Светлое пятно снова движется вниз по улице. Рохелио Тисон провожает его взглядом до самого угла Вестуарио, видит, как там оно останавливается, становится недвижным силуэтом. Совсем недавно навстречу Симоне прошел человек, и комиссар сперва насторожился, но потом понял — это обыкновенный прохожий, на которого проститутка, следуя полученным инструкциям, даже не взглянула. А инструкции точны: никого не окликать, ни с кем не заигрывать, только ждать. До сих пор мимо прошло уже трое, и лишь один остановился на миг, отпустил какую-то похабную шутку и двинулся своей дорогой.

Время течет, Тисон устал. Он с наслаждением присел бы на ступеньку, привалился головой к стене. Но знает — нельзя. Размышляя об этом, он надеется, что Кадальсо и второй агент тоже одолели искушение закрыть глаза. Улица, полумрак, светлое пятно, бродящее вперед-назад, вверх-вниз, перемешиваются у него в голове, которую все сильнее отуманивает дремота, с убитыми девушками. С тем, что разыгрывается на этой шахматной доске, все клетки которой сегодня ночью — черные. Силясь удержать отяжелевшие веки, комиссар сдвигает шляпу на затылок, расстегивает редингот, чтобы ночная свежесть пробрала и взбодрила. Будь оно все проклято. Как же хочется курить.

На миг он все же закрывает глаза, а открыв, видит, что девушка оказалась совсем близко. Подошла к нему очень естественно — просто задержалась у подворотни, прежде чем двинуться обратно. Стоит лицом к улице в шаге от комиссара, ничем не выдавая его присутствия. Голова непокрыта — белая шаль опущена на плечи. Тисон, стараясь, чтобы это вышло незаметно, смотрит на очерк ее плеч, обрисованных мягким лунным блеском, который до сих пор еще разлит над крышами домов, и светом фонаря, горящего в самом низу улицы.
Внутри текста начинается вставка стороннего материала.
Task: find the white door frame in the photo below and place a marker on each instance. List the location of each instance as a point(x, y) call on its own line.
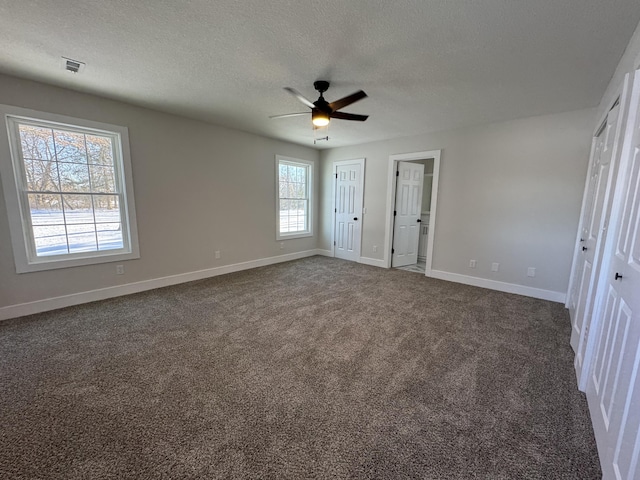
point(587, 341)
point(391, 197)
point(599, 126)
point(334, 171)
— Нет фарта нынче, — негромко произносит девушка, не поворачиваясь.

— Ты все хорошо делаешь. Правильно, — говорит комиссар так же тихо.
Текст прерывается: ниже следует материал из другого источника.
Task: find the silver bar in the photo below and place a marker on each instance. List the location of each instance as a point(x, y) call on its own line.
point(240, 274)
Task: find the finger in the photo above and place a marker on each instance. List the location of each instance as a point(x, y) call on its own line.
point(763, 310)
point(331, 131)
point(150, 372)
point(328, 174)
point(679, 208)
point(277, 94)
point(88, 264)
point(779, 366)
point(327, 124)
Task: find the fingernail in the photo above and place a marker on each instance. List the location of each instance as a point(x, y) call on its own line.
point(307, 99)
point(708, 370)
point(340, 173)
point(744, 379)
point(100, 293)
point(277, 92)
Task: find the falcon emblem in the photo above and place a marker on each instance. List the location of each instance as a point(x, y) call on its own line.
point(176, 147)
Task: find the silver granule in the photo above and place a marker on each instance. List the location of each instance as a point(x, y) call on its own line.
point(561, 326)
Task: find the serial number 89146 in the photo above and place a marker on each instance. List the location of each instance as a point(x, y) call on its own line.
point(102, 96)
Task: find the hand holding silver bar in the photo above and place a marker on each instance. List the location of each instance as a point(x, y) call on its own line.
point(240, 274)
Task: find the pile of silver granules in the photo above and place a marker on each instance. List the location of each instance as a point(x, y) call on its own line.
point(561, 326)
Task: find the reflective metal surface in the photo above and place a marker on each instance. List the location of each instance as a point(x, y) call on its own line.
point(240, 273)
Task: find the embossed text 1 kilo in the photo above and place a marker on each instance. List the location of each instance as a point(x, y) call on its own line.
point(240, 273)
— Я думала, хоть этот, последний остановится. Нет. Посмотрел только и пошел себе.

— Лицо разглядела?

— Плохо… Фонарь далеко. Сам здоровенный такой, и морда прямо бычья…
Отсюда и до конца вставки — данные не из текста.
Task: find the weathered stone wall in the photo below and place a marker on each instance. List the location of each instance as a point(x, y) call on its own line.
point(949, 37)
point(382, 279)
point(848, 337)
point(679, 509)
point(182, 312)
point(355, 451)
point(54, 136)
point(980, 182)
Описание на мгновенье вызывает у комиссара интерес. В последнее время он часто ломал себе голову над тем, как наружность человека соотносится с его нравом и намерениями. Бродя вслепую по многим путям, он вдруг вспомнил слова, вычитанные в книге «Физиогномика» Джованни делла Порты, которую дал ему почитать Иполито Барруль. Этот трактат, сочиненный лет двести назад, оказался полезен для комиссара, ибо рассказывает как раз, можно ли определить достоинства и недостатки человека по чертам его лица. Назвать это наукой было бы чересчур смело, подчеркнул профессор Барруль, вручая ему книгу, но все же образуется свод неких понятий, благодаря коим людей опасных, предрасположенных к преступлению и злодейству, можно будет определять по особенностям лица и телосложения. Тисон жадно проглотил эти страницы и потом много дней ходил по Кадису, неустанно, недоверчиво, пристально всматриваясь в лица прохожих и пытаясь узнать среди тысяч тех, что мелькали перед ним ежедневно, лицо убийцы. Отыскивал заостренные кверху черепа, выявляющие злобный нрав, узкие лбы, говорящие о тупоумии и невежестве, редкие сросшиеся брови — признак порочной натуры, лошадиные зубы, козлиные уши, изогнутые ноздри — верные приметы жестокости и бесстыдства. А лицо, похожее на морду быка или коровы, вспоминает он сейчас, говорит о трусости и лени. Походы эти завершились в одно прекрасное солнечное утро тем, что он, остановившись перед лотком с веерами, чтобы раскурить сигару, увидел в зеркале собственное лицо и в полном соответствии с законами физиогномики убедился, что его крючковатый орлиный нос свидетельствует о благородстве и великодушии. И, в тот же самый день вернув книгу Баррулю, больше об этом не задумывался.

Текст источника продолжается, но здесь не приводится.